Aucune forme de production ne peut en fait faire l'impasse sur les productions antérieures, sur les traditions, l'héritage matériel et immatériel ; toute production s'inscrit dans une chaîne d'actions (éventuellement individuelles) - les mineurs extraient les matières premières (et leur famille leur prépare les repas, tient leur ménage, etc.), les ouvriers d'usine transforment le produit (et leur famille), les commerciaux rendent le produit consommable (et leur famille), les designers conçoivent les produits (et leur famille), les vendeurs les vendent (et leur famille), les paveurs ont fait la route pour amener les clients au magasin (et leur famille), les ouvriers de la construction ont construit le magasin (et leur famille), les ouvriers du pétrole ont foré les puits et transporté le liquide qui a alimenté les automobiles des clients, les camions des fournisseurs ou les machines à tous les niveaux de la chaîne (et leur famille), les ouvriers automobile ont fabriqué les voitures des clients (et leur famille).
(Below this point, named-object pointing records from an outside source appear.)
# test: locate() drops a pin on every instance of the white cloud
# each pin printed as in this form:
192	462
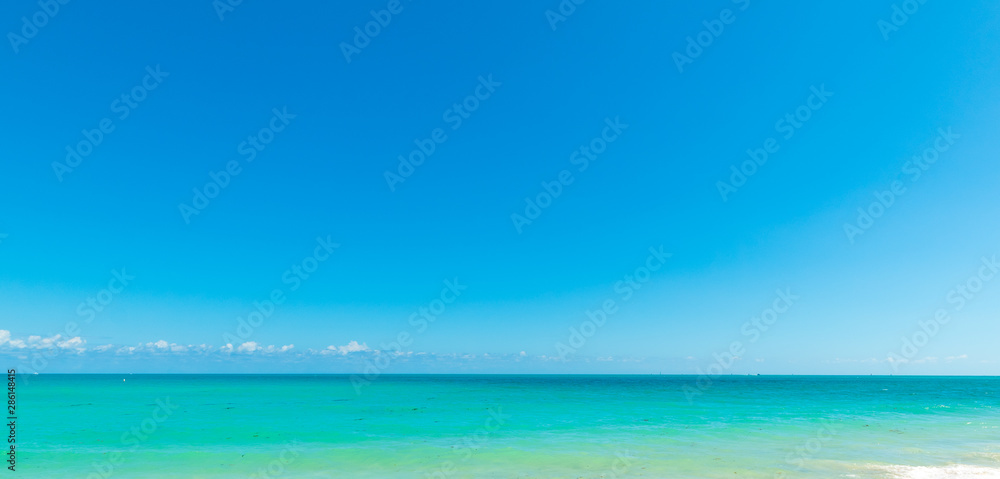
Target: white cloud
273	349
351	347
248	347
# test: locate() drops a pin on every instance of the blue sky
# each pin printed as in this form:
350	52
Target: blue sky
606	115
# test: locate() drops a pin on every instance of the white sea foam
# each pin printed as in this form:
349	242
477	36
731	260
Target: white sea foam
941	472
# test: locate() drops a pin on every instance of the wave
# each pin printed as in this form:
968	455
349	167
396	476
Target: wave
935	472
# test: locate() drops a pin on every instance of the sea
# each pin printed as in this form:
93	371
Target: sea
505	426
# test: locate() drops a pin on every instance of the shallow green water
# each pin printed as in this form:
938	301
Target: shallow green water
215	426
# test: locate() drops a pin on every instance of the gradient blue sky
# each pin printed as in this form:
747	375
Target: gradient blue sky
656	185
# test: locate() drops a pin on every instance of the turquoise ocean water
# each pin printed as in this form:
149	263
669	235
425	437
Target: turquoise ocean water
322	426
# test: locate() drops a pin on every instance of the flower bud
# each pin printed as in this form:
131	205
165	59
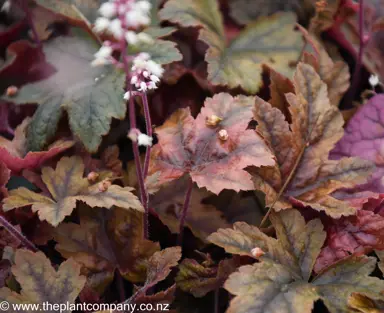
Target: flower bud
213	120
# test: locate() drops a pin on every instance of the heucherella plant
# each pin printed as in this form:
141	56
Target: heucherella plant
124	19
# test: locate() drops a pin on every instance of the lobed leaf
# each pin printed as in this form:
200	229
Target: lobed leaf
41	283
105	241
190	146
202	219
302	147
199	279
66	186
280	281
15	155
270	40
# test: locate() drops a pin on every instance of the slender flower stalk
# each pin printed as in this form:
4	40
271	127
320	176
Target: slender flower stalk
148	123
184	211
124	20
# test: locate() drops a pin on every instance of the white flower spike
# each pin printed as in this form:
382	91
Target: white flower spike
374	80
144	140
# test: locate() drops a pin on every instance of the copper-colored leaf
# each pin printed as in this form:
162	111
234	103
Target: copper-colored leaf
106	240
188	145
302	149
269	40
67	185
41	283
14	155
297	246
201	278
202	219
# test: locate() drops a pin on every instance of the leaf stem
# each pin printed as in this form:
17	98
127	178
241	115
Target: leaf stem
287	181
135	147
15	233
148	124
187	200
120	285
25	7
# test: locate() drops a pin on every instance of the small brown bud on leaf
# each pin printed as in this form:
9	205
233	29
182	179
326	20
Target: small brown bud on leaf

La valeur ajoutée elle-même est une convention sociale, elle repose in fine sur le temps de travail cristallisé dans le produit par le jeu de la production et de la concurrence. C'est la société qui crée cette valeur que l'individu accapare au titre de salaire ou de rémunération en fonction des rapports de force sociaux. Le salaire reconnaît une position acquise par le truchement de la violence sociale qui stratifie le champ social. Le désir du consommateur, l'attrait de la marchandise sont des productions sociales. C'est le désir comme machine sociale qui attribue la valeur aux choses.



Sans besoins sociaux, l'économique n'existerait tout simplement pas: on ne produit pas pour des morts.



- 4. ceux qui ne 'méritent' pas leur croûte doivent en être privés



Les visions de barbarie hantent cette vision du monde. Euthanasier les vieux, massacrer les pauvres d'une ethnie quelconque, abolir l'enfance sans emploi, interdire les malades ... Pour aller plus loin, les inadaptés sociaux, trop sensibles, trop ou trop peu intelligents, les dépressifs, les malades physiques ou mentaux, les autistes, les blessés sont condamnés à 'être à charge' en tant qu'improductifs (au sens de l'emploi). Pousser la logique de la classe moyenne qui se 'charge' des improductifs jusqu'au bout, c'est limiter l'humanité à son utilité économique capitaliste, c'est-à-dire à dénier toute humanité aux faibles, aux malades, aux poètes, aux rêveurs, aux sensibles, aux idéalistes, aux paresseux, etc. Dans cette vision du monde, Galilée, Villon, Rabelais, Shakespeare, Cervantes, Van Gogh, Mozart, des artistes, Marie Curie, le facteur Cheval ou Jonas Salk, des fonctionnaires, sont des parasites. L'idéologie tend à appuyer par la négative la thèse de Luxemburg, 'socialisme ou barbarie' tant les idées construites de cette façon, autour du mérite, du travail individuel, de l'emploi laissent augurer d'une société en tout point opposée au socialisme et à l'humanité.



Derrière la modernité du producérisme se cache la mentalité de la dame patronnesse qui distingue les « bons pauvres », les méritants, ceux qui ne font pas de vague et se plaignent comme il faut, des « mauvais pauvres », les remuants, les syndiqués, ceux qui se battent encore pour leur dignité.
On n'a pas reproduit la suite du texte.